The first and most important point makes it quite clear why the written word is in and of itself and inadequate means reveal divine knowledge to man. Combine that reason with eight and you have a pretty solid case. Reading ancient texts requires knowledge of the culture and practices of the people from which these works are derived. Without it you are basically reading and interpreting everything you read incorrectly and out of context.

Point six in the previous list also makes and excellent point; all translations are interpretations! Not only are you trying to interpret the text and its meaning, but you must also interpret it in its original cultural context. 

Finally, Thomas Pain in his book ‘The Age of Reason’ also made an excellent point regarding revelations. He said:

“for the sake of a case, that something has been revealed to a certain person, and not revealed to any other person, it is revelation to that person only. When he tells it to a second person, a second to a third, a third to a fourth, and so on, it ceases to be a revelation to all those persons. It is revelation to the first person only, and hearsay to every other, and, consequently, they are not obliged to believe it.”

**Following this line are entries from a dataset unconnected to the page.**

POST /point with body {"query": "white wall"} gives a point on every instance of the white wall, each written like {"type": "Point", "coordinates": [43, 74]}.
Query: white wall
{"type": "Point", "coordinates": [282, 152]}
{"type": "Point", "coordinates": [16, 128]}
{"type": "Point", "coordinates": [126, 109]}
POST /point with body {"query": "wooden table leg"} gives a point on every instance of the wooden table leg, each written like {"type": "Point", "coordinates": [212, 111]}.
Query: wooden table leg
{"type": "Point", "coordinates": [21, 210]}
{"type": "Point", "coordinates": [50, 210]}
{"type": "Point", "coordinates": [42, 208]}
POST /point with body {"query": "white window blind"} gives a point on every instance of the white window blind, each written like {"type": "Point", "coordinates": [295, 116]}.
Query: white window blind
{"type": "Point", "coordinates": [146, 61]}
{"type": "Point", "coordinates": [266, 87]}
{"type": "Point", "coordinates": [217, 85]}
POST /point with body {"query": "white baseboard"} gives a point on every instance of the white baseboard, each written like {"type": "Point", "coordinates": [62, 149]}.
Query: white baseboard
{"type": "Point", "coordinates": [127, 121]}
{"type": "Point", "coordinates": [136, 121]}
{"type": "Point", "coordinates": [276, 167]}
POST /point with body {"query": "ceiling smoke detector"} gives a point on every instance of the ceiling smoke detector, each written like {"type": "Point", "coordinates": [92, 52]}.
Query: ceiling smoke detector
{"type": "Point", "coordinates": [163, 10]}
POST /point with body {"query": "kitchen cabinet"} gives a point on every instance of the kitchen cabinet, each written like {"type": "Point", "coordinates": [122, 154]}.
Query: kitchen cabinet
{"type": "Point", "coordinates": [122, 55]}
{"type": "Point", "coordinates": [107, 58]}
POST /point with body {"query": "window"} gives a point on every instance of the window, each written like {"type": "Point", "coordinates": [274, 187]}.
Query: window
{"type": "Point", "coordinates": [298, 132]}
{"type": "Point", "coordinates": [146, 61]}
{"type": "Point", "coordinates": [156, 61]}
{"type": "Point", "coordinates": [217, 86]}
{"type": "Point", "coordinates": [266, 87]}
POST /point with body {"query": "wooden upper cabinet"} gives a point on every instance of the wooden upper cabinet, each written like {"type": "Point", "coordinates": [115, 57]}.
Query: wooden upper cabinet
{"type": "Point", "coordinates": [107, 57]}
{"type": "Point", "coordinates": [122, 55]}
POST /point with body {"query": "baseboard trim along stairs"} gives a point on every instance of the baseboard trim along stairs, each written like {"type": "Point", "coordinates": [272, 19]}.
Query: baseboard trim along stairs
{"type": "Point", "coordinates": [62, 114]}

As seen in the above quote Mr. Paine makes quite an important point by putting the idea of revelation in its proper perspective. Basically, a believer’s faith is not on God or Christ but rather on in this case the unknown authors of the scriptures who claimed to have received their knowledge from a divine source.

When a believer tells me that they believe in the “word of God” I have to correct them and tell them that technically they believe in the word of a slew of anonymous authors who claimed to have received those texts from God. Mormonism is one of today’s modern examples of this in that Joseph Smith claimed to having been visited by an angel Moroni in response to his prayer to God regarding which was the “true” religion. Taken in perspective what is the difference between this and the origins of Judaism, Christianity, or Islam? To the intellectually honest mind there is no difference! It’s the same methodology used in different times to promulgate a religion or belief system.

Regarding translations for those of you that might be interested in reading the article I referred to in passing above in its entirety at the link provided at the end of this paragraph. You will find that it goes into the eight reasons cited above very thoroughly so that you will have a better understanding of the difficulties that translating ancient texts must face. Enjoy it and may you be more enlightened by it, for the article please click here.


  1. I doubt that Jesus would have preached/believed the bible was divinely inspired if it had been around when he allegedly walked the earth.

  2. He did have the Old Testament to refer to from time to time. Remember he spoke of the law of Moses and made mention of various prophets.

  3. A brilliant thoughtful post yes, reading does change people, usually for the better.

  4. Thanks German translator, I think that if you can discredit the bible as a whole then what's inside just doesn't matter.